Ancient commentaries have also debated that "seeing" someone's nakedness meant to have sex with that person (e.g. Leviticus 20:17). The same idea was raised by 3rd-century rabbis, in the Babylonian Talmud (c. 500 AD), who argue that Ham either castrated his father, or sodomised him. The same explanations are found in three Greek translations of the Bible, which replace the word "see" in verse 22 with another word denoting homosexual relations. The castration theory has its modern counterpart in suggested parallels found in the castration of Uranus by Cronus and a Hittite myth of the supreme god Anu whose genitals were "bitten off by his rebel son and cup-bearer Kumarbi, who afterwards rejoiced and laughed ... until Anu cursed him".
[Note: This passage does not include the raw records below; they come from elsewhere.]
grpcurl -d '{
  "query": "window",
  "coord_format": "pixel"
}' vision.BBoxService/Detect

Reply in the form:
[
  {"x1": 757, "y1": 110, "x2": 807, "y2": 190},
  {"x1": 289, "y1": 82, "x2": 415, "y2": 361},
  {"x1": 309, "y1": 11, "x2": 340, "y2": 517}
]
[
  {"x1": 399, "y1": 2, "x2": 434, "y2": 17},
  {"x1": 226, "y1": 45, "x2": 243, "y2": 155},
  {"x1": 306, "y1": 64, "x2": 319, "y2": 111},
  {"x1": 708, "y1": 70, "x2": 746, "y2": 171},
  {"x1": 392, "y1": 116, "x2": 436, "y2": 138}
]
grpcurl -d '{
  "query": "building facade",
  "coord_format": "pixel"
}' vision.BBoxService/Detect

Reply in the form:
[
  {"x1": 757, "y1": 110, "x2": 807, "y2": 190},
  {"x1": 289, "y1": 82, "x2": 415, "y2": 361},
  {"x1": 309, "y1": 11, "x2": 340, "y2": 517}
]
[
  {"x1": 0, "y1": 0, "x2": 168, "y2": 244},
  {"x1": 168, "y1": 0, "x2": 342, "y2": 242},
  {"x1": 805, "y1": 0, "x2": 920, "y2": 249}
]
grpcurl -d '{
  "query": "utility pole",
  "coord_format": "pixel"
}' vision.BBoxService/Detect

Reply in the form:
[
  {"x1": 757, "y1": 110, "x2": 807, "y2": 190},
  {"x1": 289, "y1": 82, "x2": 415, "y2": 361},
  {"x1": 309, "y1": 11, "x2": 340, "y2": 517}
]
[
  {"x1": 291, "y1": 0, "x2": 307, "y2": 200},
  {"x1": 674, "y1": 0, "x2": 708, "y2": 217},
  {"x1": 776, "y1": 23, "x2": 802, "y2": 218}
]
Modern scholars have suggested that to "uncover the nakedness" of a man means to have sex with that man's wife (e.g. Leviticus 20:11). If Ham had sex with his mother, and Canaan was the product of this forbidden union, it could explain why the curse falls on his son; the weakness, however, is that Genesis 9:21 has Ham "seeing" his father's nakedness, not "uncovering" it.
Book of Jubilees
In the Book of Jubilees, the seriousness of Ham's curse is compounded by the cultic significance of God's covenant to "never again bring a flood on the earth". In response to this covenant, Noah builds a sacrificial altar "to atone for the land".[Jub. 6:1–3] Noah’s practice and ceremonial functions parallel the festival of Shavuot as if it were a prototype to the celebration of the giving of the Torah. His "priestly" functions also emulate being "first priest" in accordance with halakhah as taught in the Qumranic works. By turning the drinking of the wine into a religious ceremony, Jubilees alleviates any misgivings that may be provoked by the episode of Noah’s drunkenness. Thus, Ham’s offense would constitute an act of disrespect not only to his father, but also to the festival ordinances.
The medieval commentary of Rashi (Rabbi Shlomo Yitzchaki 1040-1105), who cites older sources from Judaism's Oral Torah, which is relied upon by traditional Judaic scholarship as the most basic commentary to the present time, provides an introductory explanation. (Genesis 9:22-27):
- Genesis 9:22: and Ham, the father of Canaan, saw: "There are those among our rabbis who say that Canaan saw and told his father [Ham] and this is why Canaan was mentioned with regard to the matter and was cursed." (Tanhuma 15; Genesis Rabbah 36:7). And [Ham] saw his father's nakedness.: "There are those of our rabbis who say he emasculated (סרסו castrated) him, and there are those who say he had (homosexual רבעו) relations with him." Sanhedrin 70a. [The opinion that holds Ham had homosexual relations with him agrees that Ham also emasculated Noah.]
- Genesis 9:23: And Shem and Japheth...covered their father's nakedness, their faces were turned backward...: "...as for Ham who disgraced his father it is said of his offspring 'Thus will the king of Assyria lead the captives of Egypt and the exiles of Cush and the exiles of Ethiopia, young and old, naked and barefoot, and with buttocks uncovered, to the shame of Egypt." (Isaiah 20:4). (Tanhuma 15; Genesis Rabbah 36:6).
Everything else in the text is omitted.